« Cette décision s’inscrit dans la démarche de sobriété écologique de la société » ce sont les mots de la direction de cette entreprise dans son communiqué aux organisations syndicales. Cela n’est pas du goût de tout le monde d’autant plus que ce n’est pas la seule mesure de restriction énergétique.

En effet, le quotidien des employés de la société Pitagore va être quelques peu chamboulé cet hiver afin de réduire l’emprunte écologique et surtout la facture énergétique du site industriel valentinois. C’est à l’issue de plusieurs réunions de travail conjointement organisées par la direction et le CSE que cette liste d’éco-gestes a vu le jour.
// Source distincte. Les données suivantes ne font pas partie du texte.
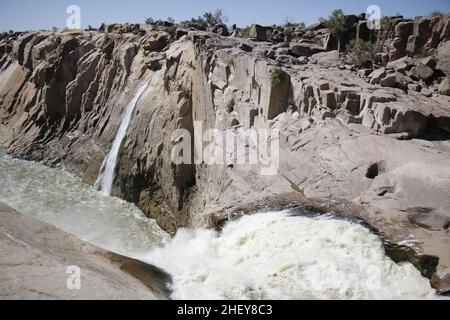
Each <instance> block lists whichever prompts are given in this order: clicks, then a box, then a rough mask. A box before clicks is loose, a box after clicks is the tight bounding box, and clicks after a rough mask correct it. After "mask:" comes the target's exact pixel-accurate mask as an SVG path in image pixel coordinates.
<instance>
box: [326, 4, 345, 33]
mask: <svg viewBox="0 0 450 320" xmlns="http://www.w3.org/2000/svg"><path fill="white" fill-rule="evenodd" d="M320 22H322V23H323V24H324V25H325V27H327V28H328V30H330V32H331V33H333V34H340V33H342V32H343V31H344V30H345V14H344V11H342V9H336V10H333V12H332V13H331V15H330V16H329V17H328V19H324V18H320Z"/></svg>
Une quarantaine de points qui devraient, selon un cabinet d’experts indépendants, permettre de réduire de 24% l’énergie consommée sur le site.

Notre groupe industriel implanté dans le bassin valentinois regroupe près de 800 salariés et compte bien faire partie de l’avant-garde des entreprises qui innovent pour la réduction de leurs dépenses énergétiques. Cette transition est plébiscitée par la région Auvergne-Rhône-Alpes qui prévoit une dotation de plus de 3 millions sur ce thème l’année prochaine. Nous œuvrons pour le bien commun, et pour se voir attribuer une partie des crédits de la Région.

P-Alain Léfouilles, directeur financier

Au chapitre « Pause déjeuner » de cette liste figure « l’incitation à consommer des plats de nécessitant pas de réchauffage ». En d’autres termes, finies les choucroutes et autres truites qui empestent le réfectoire et place aux salades et taboulés. Cette incitation passe par l’ajout d’un monnayeur sur chaque micro-onde disponibles en libre-service dans les différentes salles de pause. Il faut désormais prévoir 40 centimes par minute d’utilisation de l’appareil à 450W maximum.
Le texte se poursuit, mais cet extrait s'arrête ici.